"Savage Beauty: Romantic Nationalism," Alexander McQueen

"Romantic Nationalism," Alexander McQueen

For those of you who have sight, run—don’t walk—to the Alexander McQueen retrospective “Savage Beauty,” unfortunately in its final weeks at the Metropolitan Museum of Art. It’s like Disney World for anyone who is morbidly curious with design sensibilities. The pure imagination that exudes from the series of galleries surely justifies the one and a half hour wait at the entrance. It had buzz and excitement like the line to get into the latest installment of the “Twilight” franchise, only here the anticipation builds to something good.

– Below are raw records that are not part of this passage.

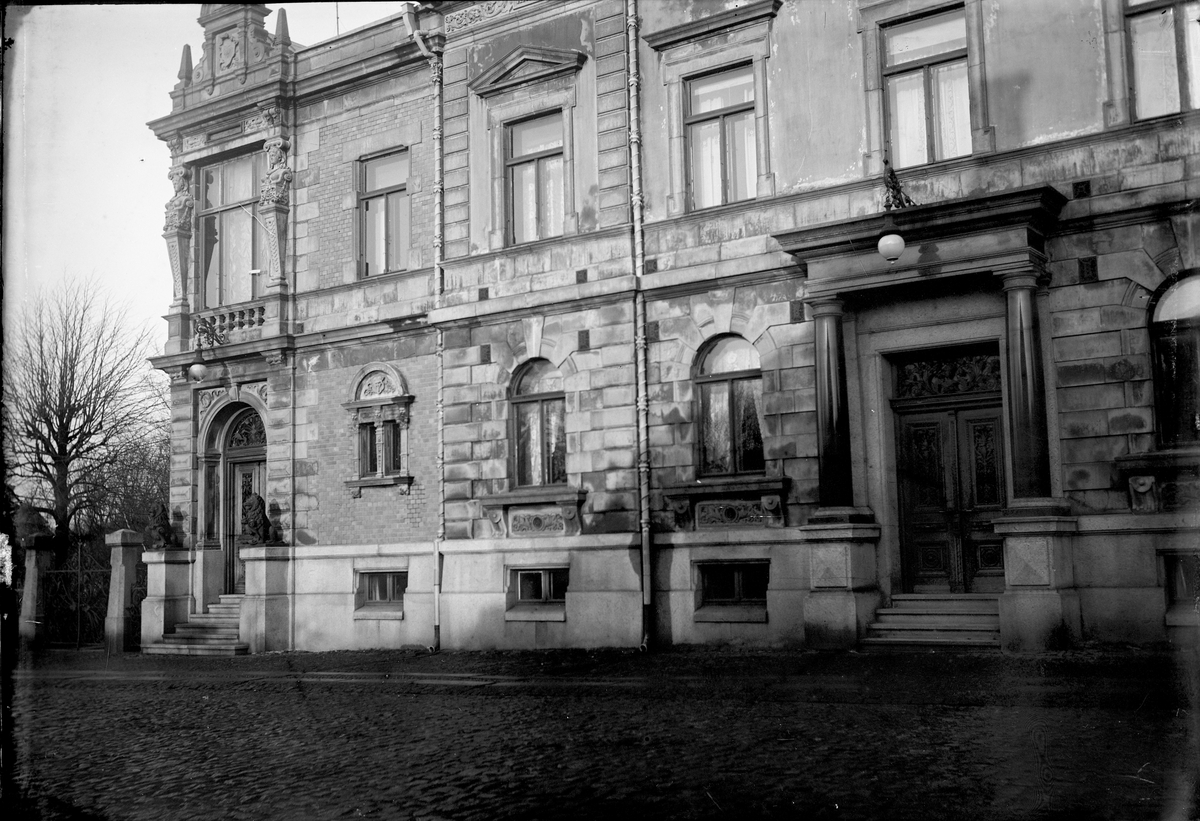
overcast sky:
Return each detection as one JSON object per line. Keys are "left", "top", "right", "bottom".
{"left": 3, "top": 3, "right": 400, "bottom": 352}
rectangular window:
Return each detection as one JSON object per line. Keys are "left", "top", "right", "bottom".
{"left": 507, "top": 113, "right": 564, "bottom": 244}
{"left": 1127, "top": 0, "right": 1200, "bottom": 119}
{"left": 517, "top": 568, "right": 569, "bottom": 603}
{"left": 701, "top": 563, "right": 769, "bottom": 605}
{"left": 200, "top": 153, "right": 266, "bottom": 308}
{"left": 360, "top": 571, "right": 407, "bottom": 608}
{"left": 686, "top": 65, "right": 756, "bottom": 209}
{"left": 515, "top": 397, "right": 566, "bottom": 486}
{"left": 360, "top": 152, "right": 411, "bottom": 276}
{"left": 359, "top": 421, "right": 406, "bottom": 478}
{"left": 883, "top": 8, "right": 971, "bottom": 169}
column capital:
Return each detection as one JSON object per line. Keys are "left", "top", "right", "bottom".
{"left": 809, "top": 298, "right": 845, "bottom": 318}
{"left": 998, "top": 269, "right": 1040, "bottom": 291}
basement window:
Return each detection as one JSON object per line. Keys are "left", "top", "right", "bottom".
{"left": 694, "top": 561, "right": 769, "bottom": 623}
{"left": 505, "top": 566, "right": 569, "bottom": 622}
{"left": 354, "top": 571, "right": 407, "bottom": 620}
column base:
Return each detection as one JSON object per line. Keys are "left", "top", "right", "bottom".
{"left": 999, "top": 588, "right": 1081, "bottom": 652}
{"left": 798, "top": 520, "right": 881, "bottom": 649}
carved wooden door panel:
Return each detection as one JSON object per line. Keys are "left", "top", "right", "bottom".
{"left": 896, "top": 405, "right": 1006, "bottom": 593}
{"left": 226, "top": 461, "right": 265, "bottom": 594}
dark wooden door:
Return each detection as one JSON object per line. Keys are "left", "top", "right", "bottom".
{"left": 896, "top": 404, "right": 1006, "bottom": 593}
{"left": 226, "top": 460, "right": 265, "bottom": 594}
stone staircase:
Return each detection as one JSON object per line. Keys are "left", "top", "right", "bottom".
{"left": 861, "top": 594, "right": 1001, "bottom": 650}
{"left": 143, "top": 595, "right": 249, "bottom": 656}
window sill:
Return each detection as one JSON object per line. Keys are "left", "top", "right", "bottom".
{"left": 346, "top": 475, "right": 414, "bottom": 497}
{"left": 694, "top": 605, "right": 767, "bottom": 624}
{"left": 505, "top": 604, "right": 567, "bottom": 622}
{"left": 663, "top": 476, "right": 789, "bottom": 531}
{"left": 354, "top": 609, "right": 404, "bottom": 621}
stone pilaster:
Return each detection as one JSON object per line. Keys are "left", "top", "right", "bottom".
{"left": 798, "top": 522, "right": 881, "bottom": 648}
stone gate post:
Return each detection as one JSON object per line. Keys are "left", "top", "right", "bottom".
{"left": 105, "top": 530, "right": 144, "bottom": 653}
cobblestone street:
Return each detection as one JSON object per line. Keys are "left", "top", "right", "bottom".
{"left": 7, "top": 647, "right": 1198, "bottom": 820}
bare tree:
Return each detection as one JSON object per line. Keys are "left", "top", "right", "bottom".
{"left": 4, "top": 279, "right": 166, "bottom": 548}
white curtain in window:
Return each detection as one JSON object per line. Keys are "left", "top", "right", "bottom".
{"left": 728, "top": 111, "right": 757, "bottom": 203}
{"left": 887, "top": 72, "right": 927, "bottom": 169}
{"left": 1187, "top": 3, "right": 1200, "bottom": 109}
{"left": 1130, "top": 9, "right": 1181, "bottom": 118}
{"left": 540, "top": 156, "right": 564, "bottom": 239}
{"left": 512, "top": 162, "right": 538, "bottom": 243}
{"left": 689, "top": 120, "right": 722, "bottom": 209}
{"left": 222, "top": 209, "right": 253, "bottom": 305}
{"left": 932, "top": 60, "right": 971, "bottom": 160}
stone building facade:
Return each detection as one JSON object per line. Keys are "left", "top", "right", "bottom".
{"left": 145, "top": 0, "right": 1199, "bottom": 654}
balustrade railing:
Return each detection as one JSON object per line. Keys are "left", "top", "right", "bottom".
{"left": 196, "top": 301, "right": 267, "bottom": 342}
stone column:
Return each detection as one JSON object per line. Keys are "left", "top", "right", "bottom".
{"left": 18, "top": 535, "right": 54, "bottom": 649}
{"left": 104, "top": 530, "right": 144, "bottom": 653}
{"left": 811, "top": 299, "right": 854, "bottom": 511}
{"left": 1001, "top": 271, "right": 1051, "bottom": 499}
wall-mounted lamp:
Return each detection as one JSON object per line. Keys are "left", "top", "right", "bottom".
{"left": 189, "top": 318, "right": 227, "bottom": 382}
{"left": 877, "top": 232, "right": 906, "bottom": 263}
{"left": 878, "top": 158, "right": 916, "bottom": 264}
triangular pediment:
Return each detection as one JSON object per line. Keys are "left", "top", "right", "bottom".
{"left": 469, "top": 46, "right": 587, "bottom": 98}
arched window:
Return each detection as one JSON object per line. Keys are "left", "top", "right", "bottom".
{"left": 512, "top": 360, "right": 566, "bottom": 486}
{"left": 697, "top": 336, "right": 765, "bottom": 476}
{"left": 1151, "top": 274, "right": 1200, "bottom": 447}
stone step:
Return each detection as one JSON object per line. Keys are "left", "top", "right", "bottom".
{"left": 205, "top": 605, "right": 241, "bottom": 615}
{"left": 875, "top": 611, "right": 1000, "bottom": 625}
{"left": 165, "top": 634, "right": 244, "bottom": 645}
{"left": 860, "top": 636, "right": 1000, "bottom": 651}
{"left": 173, "top": 626, "right": 241, "bottom": 639}
{"left": 143, "top": 642, "right": 249, "bottom": 656}
{"left": 889, "top": 594, "right": 999, "bottom": 613}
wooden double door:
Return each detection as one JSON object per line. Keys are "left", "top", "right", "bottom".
{"left": 895, "top": 398, "right": 1007, "bottom": 593}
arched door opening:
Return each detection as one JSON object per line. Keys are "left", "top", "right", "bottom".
{"left": 201, "top": 405, "right": 267, "bottom": 595}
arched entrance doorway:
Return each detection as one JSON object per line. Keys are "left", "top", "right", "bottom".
{"left": 201, "top": 404, "right": 267, "bottom": 595}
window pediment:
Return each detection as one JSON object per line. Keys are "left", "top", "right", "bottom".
{"left": 469, "top": 46, "right": 586, "bottom": 98}
{"left": 644, "top": 0, "right": 781, "bottom": 52}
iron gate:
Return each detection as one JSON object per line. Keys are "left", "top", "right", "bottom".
{"left": 44, "top": 539, "right": 110, "bottom": 647}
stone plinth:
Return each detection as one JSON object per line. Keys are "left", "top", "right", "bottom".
{"left": 141, "top": 549, "right": 193, "bottom": 649}
{"left": 798, "top": 519, "right": 881, "bottom": 649}
{"left": 105, "top": 530, "right": 145, "bottom": 653}
{"left": 18, "top": 535, "right": 54, "bottom": 649}
{"left": 241, "top": 545, "right": 293, "bottom": 653}
{"left": 995, "top": 507, "right": 1080, "bottom": 651}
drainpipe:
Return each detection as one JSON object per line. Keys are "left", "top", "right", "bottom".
{"left": 403, "top": 2, "right": 445, "bottom": 651}
{"left": 626, "top": 0, "right": 652, "bottom": 651}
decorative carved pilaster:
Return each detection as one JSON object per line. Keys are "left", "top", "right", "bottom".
{"left": 259, "top": 137, "right": 293, "bottom": 205}
{"left": 257, "top": 138, "right": 291, "bottom": 288}
{"left": 163, "top": 166, "right": 194, "bottom": 309}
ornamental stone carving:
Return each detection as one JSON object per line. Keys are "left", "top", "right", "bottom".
{"left": 259, "top": 137, "right": 293, "bottom": 205}
{"left": 896, "top": 354, "right": 1002, "bottom": 399}
{"left": 163, "top": 166, "right": 194, "bottom": 232}
{"left": 197, "top": 387, "right": 228, "bottom": 414}
{"left": 358, "top": 372, "right": 398, "bottom": 400}
{"left": 510, "top": 511, "right": 567, "bottom": 535}
{"left": 183, "top": 133, "right": 207, "bottom": 151}
{"left": 445, "top": 0, "right": 519, "bottom": 33}
{"left": 696, "top": 500, "right": 765, "bottom": 527}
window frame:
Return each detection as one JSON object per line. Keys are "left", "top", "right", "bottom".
{"left": 693, "top": 560, "right": 770, "bottom": 623}
{"left": 1148, "top": 272, "right": 1200, "bottom": 448}
{"left": 511, "top": 360, "right": 568, "bottom": 488}
{"left": 505, "top": 564, "right": 570, "bottom": 621}
{"left": 516, "top": 568, "right": 570, "bottom": 604}
{"left": 879, "top": 6, "right": 972, "bottom": 169}
{"left": 695, "top": 337, "right": 766, "bottom": 478}
{"left": 357, "top": 420, "right": 405, "bottom": 479}
{"left": 354, "top": 568, "right": 408, "bottom": 620}
{"left": 357, "top": 149, "right": 411, "bottom": 278}
{"left": 857, "top": 0, "right": 993, "bottom": 176}
{"left": 343, "top": 364, "right": 415, "bottom": 495}
{"left": 1123, "top": 0, "right": 1200, "bottom": 120}
{"left": 197, "top": 150, "right": 266, "bottom": 309}
{"left": 684, "top": 63, "right": 757, "bottom": 211}
{"left": 505, "top": 112, "right": 565, "bottom": 245}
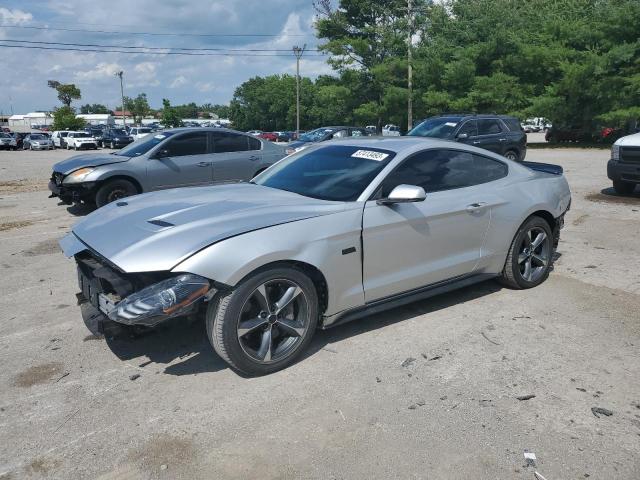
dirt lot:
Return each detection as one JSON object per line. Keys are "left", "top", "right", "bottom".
{"left": 0, "top": 146, "right": 639, "bottom": 479}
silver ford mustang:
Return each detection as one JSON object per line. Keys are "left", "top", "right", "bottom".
{"left": 61, "top": 137, "right": 571, "bottom": 375}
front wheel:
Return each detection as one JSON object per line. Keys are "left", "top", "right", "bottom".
{"left": 499, "top": 216, "right": 554, "bottom": 289}
{"left": 613, "top": 180, "right": 635, "bottom": 195}
{"left": 95, "top": 178, "right": 138, "bottom": 207}
{"left": 110, "top": 141, "right": 115, "bottom": 149}
{"left": 207, "top": 266, "right": 318, "bottom": 376}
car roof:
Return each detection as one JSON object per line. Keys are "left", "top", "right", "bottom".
{"left": 319, "top": 136, "right": 461, "bottom": 154}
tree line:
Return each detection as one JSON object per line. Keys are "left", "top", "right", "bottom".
{"left": 231, "top": 0, "right": 640, "bottom": 132}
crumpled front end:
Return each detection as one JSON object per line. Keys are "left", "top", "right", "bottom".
{"left": 74, "top": 247, "right": 215, "bottom": 327}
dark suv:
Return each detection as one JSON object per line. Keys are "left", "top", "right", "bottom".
{"left": 408, "top": 114, "right": 527, "bottom": 161}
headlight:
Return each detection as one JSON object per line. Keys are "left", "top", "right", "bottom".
{"left": 108, "top": 274, "right": 210, "bottom": 326}
{"left": 611, "top": 143, "right": 620, "bottom": 161}
{"left": 63, "top": 167, "right": 95, "bottom": 184}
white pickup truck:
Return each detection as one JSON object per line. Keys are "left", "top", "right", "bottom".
{"left": 608, "top": 132, "right": 640, "bottom": 194}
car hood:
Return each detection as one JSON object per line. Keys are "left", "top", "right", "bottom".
{"left": 616, "top": 132, "right": 640, "bottom": 147}
{"left": 70, "top": 183, "right": 346, "bottom": 273}
{"left": 53, "top": 153, "right": 130, "bottom": 175}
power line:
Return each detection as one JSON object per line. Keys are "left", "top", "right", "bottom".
{"left": 0, "top": 38, "right": 321, "bottom": 53}
{"left": 0, "top": 23, "right": 308, "bottom": 38}
{"left": 0, "top": 43, "right": 326, "bottom": 57}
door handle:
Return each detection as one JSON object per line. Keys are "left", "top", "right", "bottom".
{"left": 472, "top": 141, "right": 480, "bottom": 145}
{"left": 197, "top": 162, "right": 211, "bottom": 167}
{"left": 248, "top": 155, "right": 259, "bottom": 161}
{"left": 499, "top": 138, "right": 507, "bottom": 142}
{"left": 466, "top": 202, "right": 488, "bottom": 212}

"Savage Beauty: Cabinet of Curiosities," Alexander McQueen

"Cabinet of Curiosities," Alexander McQueen

Love him or hate him, the exhibit, with its evocative and avant-garde drama, is sure to be entertaining. If you hate him, you will have gallery after gallery of grotesquely beautiful fashion to judge and criticize. If you love him, you will love him even more. The sheer proximity to the masterful creations will give you chills down your spin (many of which are present in the exhibit). The expansive diversity and depth of detail in the designer’s body of work is almost too great to justly profile in a short blog entry, as each room elicited volumes of emotions and intrigue. The room appropriately titled “Cabinet of Curiosities” featured a number of Philip Treacy hats created for the Alexander McQueen label, which were objects that I personally gravitated towards. The dark and mystical wonderland appeals to the deepest depths of the artistic soul—if you manage to leave uninspired, you are creatively dead inside.

"Savage Beauty: Romantic Primitivism," Alexander McQueen

"Romantic Primitivism," Alexander McQueen

McQueen had an ingenious ability to borrow from other historical periods and cultures while not making the piece look too much like a costume, but rather fresh, innovative, and avant-garde. The sophistication and reverence with which he approached his inspiration is unparalleled. From the raw grit of nature to Gothic Romanticism to ancient philosophical texts fused with the ultramodern, the eclectic details are part of what give the show such originality and splendor. The pure imaginative theater is a clear departure from the work of contemporary designers and part of what made McQueen such a bold and refreshing voice in the industry. The theatrical quality of the work extends beyond the individual pieces to McQueen’s infamous fashion shows, they themselves performances and commentaries on nationalism and societal perceptions of beauty (and thoughtfully injected into the exhibit through video and the galleries’ environments).

"Savage Beauty: Gothic Romanticism," Alexander McQueen

"Gothic Romanticism," Alexander McQueen

A vital, theoretical component to McQueen’s work that many people overlook when entranced by the jaw-dropping visual of the aberrant fashion is the impact of philosophy. The designer’s fascination with the beauty of death and his complex ideas about the natural phenomenon are constantly present in the designs. This is not only seen in the dark color palette and macabre imagery, but also in the assertive beauty with which he treats the theme and its representation in the clothes. This philosophical thread is woven into the exhibit by quotes from McQueen himself, which annotate each group of mannequins and give the exhibit an eerie posthumous personal edge.

In the end, the exhibit is expertly curated by Andrew Bolton, and a fitting and tasteful celebration of the late designer. Now I just wish there were more Lady Gagas among us to wear these fascinating creations for the world to see.